Study guide [no guide this week], group activity
Focal point: “Whoever does not carry the cross and follow me cannot be my disciple.”
• In what ways are our “possessions” defining us?
• I wonder if we are being called to have a huge garage sale and get rid of everything we own?
• I wonder if “the cross” we must carry consist of making decisions and sticking with them?
• What will we be giving up?
• What will we be receiving?
The gospel reading today is another of the passages from Jesus’ teaching as he approached Jerusalem and his death.
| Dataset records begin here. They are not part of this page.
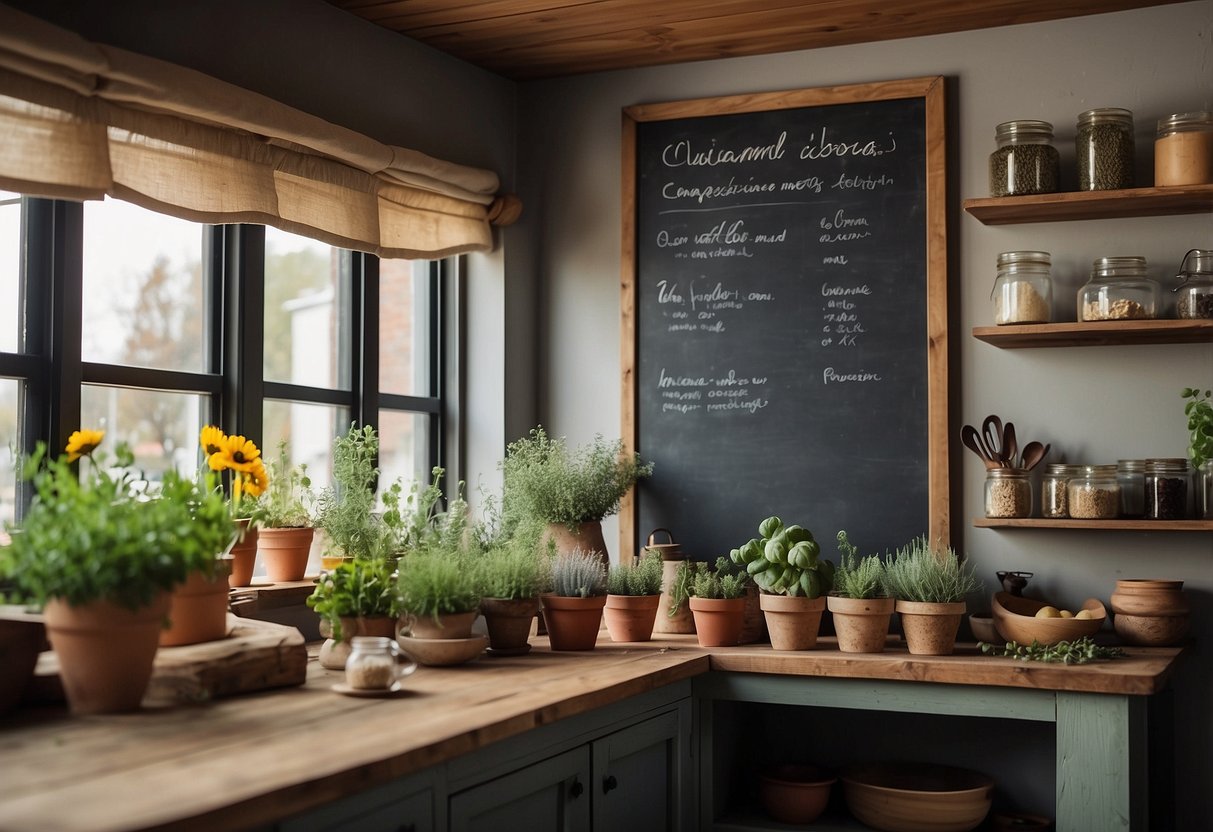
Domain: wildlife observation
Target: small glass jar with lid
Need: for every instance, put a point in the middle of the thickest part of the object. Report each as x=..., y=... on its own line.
x=1194, y=295
x=1183, y=149
x=1118, y=289
x=1093, y=493
x=1023, y=289
x=1167, y=484
x=1008, y=493
x=1104, y=148
x=1026, y=161
x=1131, y=477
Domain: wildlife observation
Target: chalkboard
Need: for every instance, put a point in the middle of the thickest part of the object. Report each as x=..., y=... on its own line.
x=785, y=315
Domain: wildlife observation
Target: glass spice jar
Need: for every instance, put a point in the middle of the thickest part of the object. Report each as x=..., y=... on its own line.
x=1194, y=295
x=1183, y=149
x=1008, y=493
x=1025, y=161
x=1023, y=289
x=1167, y=484
x=1094, y=494
x=1118, y=289
x=1104, y=148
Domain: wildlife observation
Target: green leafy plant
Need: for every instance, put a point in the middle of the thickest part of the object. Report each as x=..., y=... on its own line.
x=579, y=575
x=110, y=536
x=785, y=560
x=921, y=573
x=855, y=576
x=545, y=479
x=641, y=577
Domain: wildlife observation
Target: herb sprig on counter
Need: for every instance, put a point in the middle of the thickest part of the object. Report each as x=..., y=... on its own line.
x=1078, y=651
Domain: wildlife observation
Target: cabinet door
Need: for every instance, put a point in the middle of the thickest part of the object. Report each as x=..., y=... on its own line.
x=641, y=776
x=550, y=795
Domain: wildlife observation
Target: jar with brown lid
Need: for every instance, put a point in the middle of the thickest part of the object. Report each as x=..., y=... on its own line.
x=1183, y=149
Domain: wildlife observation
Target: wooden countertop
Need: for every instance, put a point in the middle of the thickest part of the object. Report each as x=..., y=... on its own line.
x=251, y=759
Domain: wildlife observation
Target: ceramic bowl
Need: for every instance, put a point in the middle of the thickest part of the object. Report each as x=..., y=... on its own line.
x=1014, y=619
x=443, y=651
x=917, y=797
x=793, y=793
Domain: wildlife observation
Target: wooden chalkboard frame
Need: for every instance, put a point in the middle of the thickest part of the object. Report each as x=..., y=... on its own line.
x=930, y=90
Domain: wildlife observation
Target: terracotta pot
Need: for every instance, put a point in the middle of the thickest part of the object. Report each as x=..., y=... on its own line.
x=861, y=624
x=631, y=617
x=930, y=628
x=718, y=621
x=244, y=556
x=198, y=608
x=792, y=621
x=104, y=651
x=510, y=622
x=573, y=622
x=1150, y=613
x=450, y=625
x=285, y=552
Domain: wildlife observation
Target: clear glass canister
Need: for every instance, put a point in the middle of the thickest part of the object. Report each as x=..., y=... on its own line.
x=1131, y=477
x=1104, y=148
x=1094, y=494
x=1008, y=493
x=1118, y=289
x=1167, y=485
x=1183, y=149
x=1194, y=295
x=1023, y=290
x=1026, y=161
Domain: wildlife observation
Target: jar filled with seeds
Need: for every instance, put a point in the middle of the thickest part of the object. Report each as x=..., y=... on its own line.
x=1094, y=494
x=1023, y=289
x=1008, y=493
x=1167, y=485
x=1104, y=148
x=1194, y=295
x=1183, y=149
x=1118, y=289
x=1026, y=161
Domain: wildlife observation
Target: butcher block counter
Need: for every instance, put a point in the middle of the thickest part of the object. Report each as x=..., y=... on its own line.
x=254, y=761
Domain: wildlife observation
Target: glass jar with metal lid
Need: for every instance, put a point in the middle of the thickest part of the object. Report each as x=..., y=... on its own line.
x=1194, y=295
x=1104, y=148
x=1167, y=484
x=1023, y=289
x=1094, y=494
x=1183, y=149
x=1026, y=161
x=1118, y=289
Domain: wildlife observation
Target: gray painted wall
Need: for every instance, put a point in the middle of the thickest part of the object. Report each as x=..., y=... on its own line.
x=1092, y=404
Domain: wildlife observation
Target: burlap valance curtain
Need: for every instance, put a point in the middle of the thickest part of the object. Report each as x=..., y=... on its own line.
x=80, y=120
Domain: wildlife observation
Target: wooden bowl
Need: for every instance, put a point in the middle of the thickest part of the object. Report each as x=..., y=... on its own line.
x=917, y=797
x=1014, y=619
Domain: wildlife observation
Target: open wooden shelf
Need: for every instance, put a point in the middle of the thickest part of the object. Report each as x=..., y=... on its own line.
x=1092, y=205
x=1103, y=525
x=1095, y=334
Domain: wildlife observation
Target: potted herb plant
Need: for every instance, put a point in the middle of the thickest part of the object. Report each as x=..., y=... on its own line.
x=102, y=558
x=570, y=490
x=929, y=586
x=574, y=608
x=859, y=603
x=632, y=594
x=793, y=581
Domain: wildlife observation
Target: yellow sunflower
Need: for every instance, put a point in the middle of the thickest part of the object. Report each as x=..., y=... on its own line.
x=83, y=443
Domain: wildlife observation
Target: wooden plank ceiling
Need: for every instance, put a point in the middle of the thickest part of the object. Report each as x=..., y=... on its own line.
x=530, y=39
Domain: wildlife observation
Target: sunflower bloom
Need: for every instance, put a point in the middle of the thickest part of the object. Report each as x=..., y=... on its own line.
x=83, y=443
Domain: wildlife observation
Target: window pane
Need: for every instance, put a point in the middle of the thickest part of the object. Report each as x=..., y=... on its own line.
x=161, y=428
x=404, y=326
x=142, y=289
x=307, y=312
x=10, y=269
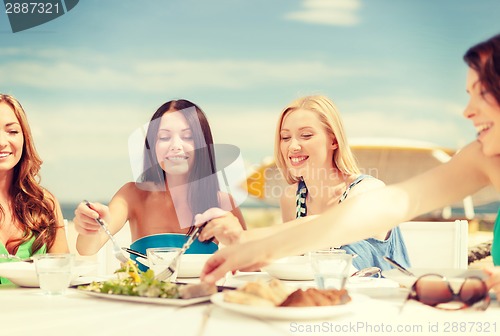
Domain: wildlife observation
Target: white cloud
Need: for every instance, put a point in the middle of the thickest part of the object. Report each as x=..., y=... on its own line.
x=382, y=124
x=57, y=70
x=328, y=12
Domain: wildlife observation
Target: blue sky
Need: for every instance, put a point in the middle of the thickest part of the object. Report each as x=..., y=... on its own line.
x=91, y=77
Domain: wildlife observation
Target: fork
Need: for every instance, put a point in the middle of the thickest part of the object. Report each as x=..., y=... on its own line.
x=170, y=270
x=14, y=257
x=117, y=251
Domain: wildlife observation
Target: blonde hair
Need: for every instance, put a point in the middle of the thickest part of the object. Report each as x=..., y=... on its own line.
x=327, y=112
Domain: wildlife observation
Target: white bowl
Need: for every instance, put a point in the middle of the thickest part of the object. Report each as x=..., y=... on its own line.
x=291, y=268
x=190, y=265
x=24, y=274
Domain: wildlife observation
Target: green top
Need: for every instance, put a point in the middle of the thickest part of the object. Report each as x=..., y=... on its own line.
x=23, y=252
x=495, y=247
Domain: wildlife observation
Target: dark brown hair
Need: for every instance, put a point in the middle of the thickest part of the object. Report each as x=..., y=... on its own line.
x=484, y=58
x=203, y=194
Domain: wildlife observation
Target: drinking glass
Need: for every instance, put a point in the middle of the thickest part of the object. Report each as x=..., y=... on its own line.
x=159, y=258
x=54, y=272
x=331, y=268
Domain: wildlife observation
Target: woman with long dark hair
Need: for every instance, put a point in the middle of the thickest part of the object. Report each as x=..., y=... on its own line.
x=178, y=181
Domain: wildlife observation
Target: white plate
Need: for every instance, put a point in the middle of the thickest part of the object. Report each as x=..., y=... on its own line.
x=24, y=274
x=450, y=273
x=190, y=264
x=140, y=299
x=291, y=268
x=288, y=313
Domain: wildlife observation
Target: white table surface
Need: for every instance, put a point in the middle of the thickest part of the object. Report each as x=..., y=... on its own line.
x=26, y=311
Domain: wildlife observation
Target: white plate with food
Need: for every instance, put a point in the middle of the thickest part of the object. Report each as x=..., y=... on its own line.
x=190, y=265
x=291, y=268
x=23, y=273
x=452, y=274
x=141, y=299
x=289, y=313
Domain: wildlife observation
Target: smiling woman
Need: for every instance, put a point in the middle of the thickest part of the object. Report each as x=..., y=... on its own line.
x=30, y=217
x=178, y=180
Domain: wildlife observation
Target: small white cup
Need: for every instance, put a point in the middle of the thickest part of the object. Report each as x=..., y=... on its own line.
x=54, y=272
x=331, y=268
x=159, y=258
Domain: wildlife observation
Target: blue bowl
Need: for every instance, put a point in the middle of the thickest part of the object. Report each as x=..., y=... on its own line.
x=170, y=240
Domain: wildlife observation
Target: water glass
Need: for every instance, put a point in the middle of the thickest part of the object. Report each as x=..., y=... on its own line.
x=54, y=272
x=331, y=268
x=159, y=258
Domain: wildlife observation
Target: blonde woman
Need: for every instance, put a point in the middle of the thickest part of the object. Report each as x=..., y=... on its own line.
x=312, y=152
x=31, y=220
x=476, y=166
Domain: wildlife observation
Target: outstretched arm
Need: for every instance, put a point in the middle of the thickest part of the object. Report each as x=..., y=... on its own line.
x=361, y=216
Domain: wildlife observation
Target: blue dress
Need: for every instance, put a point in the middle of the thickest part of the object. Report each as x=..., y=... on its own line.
x=370, y=251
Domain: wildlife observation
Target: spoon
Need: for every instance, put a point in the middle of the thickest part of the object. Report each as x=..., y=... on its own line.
x=11, y=256
x=366, y=272
x=399, y=267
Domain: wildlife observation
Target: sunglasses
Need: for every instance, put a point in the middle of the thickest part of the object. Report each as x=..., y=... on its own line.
x=436, y=291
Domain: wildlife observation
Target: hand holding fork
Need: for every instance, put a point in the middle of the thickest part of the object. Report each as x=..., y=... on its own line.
x=116, y=248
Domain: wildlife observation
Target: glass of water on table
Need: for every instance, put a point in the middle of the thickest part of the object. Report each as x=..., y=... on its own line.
x=54, y=272
x=331, y=268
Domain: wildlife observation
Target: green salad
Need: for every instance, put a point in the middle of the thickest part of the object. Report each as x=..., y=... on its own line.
x=131, y=281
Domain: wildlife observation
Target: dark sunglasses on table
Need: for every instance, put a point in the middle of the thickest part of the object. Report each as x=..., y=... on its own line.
x=436, y=291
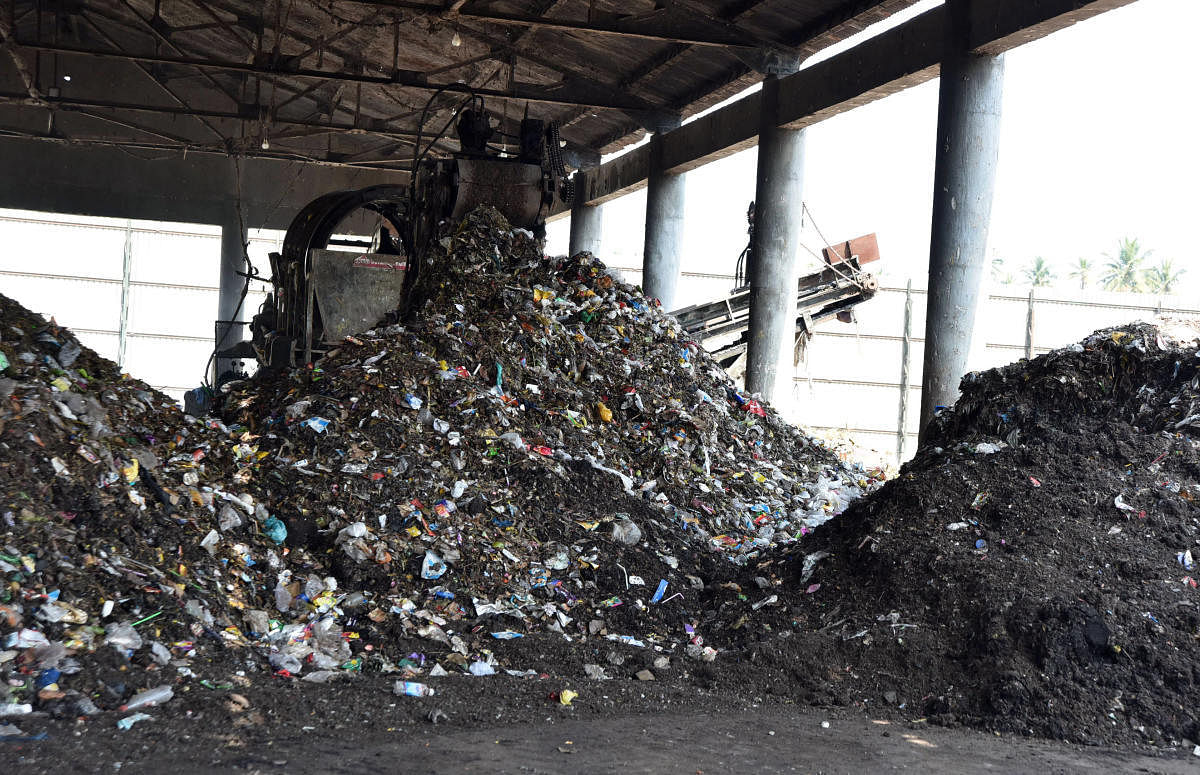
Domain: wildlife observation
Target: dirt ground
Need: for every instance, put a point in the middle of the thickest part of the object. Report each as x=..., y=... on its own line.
x=323, y=736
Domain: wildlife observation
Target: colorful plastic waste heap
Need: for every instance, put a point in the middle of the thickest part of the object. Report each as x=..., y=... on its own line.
x=539, y=449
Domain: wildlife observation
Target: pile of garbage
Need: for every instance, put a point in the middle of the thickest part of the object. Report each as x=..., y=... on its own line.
x=1032, y=570
x=537, y=450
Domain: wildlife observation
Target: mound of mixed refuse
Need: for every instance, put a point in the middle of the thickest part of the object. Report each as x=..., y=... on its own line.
x=1032, y=570
x=539, y=451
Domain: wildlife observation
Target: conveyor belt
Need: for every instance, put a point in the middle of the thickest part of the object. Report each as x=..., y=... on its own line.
x=721, y=325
For weeks now, we have been reminded of the call to discipleship and its cost. Today’s reading describes his call to bear the cross, setting aside all earthly concerns which would turn us away from faithfulness to Christ.
The first reading is from Moses’ concluding instructions to the people of Israel before his death. He reminds them again of the commandments and calls on them to choose between obedience and life on the one hand, and disobedience and death on the other.
In Paul’s brief letter to his friend, Philemon, he describes the transformed quality of Christian people’s relationships with others. Philemon’s runaway slave, Onesimus, has become a Christian and Paul instructs Philemon to receive him back as a brother in Christ. The work of Christ’s Spirit in our lives places us in a new stance in which we are all brothers and sisters, and children of the living God.
Each gathering to celebrate the Holy Eucharist challenges us to renewed commitment to the new life that God gives us. We find ourselves part of a family given us in baptism. In company with our brothers and sisters, we respond by choosing life rather than death, and in union with our Savior, we take up our cross and join in pilgrimage toward the resurrection.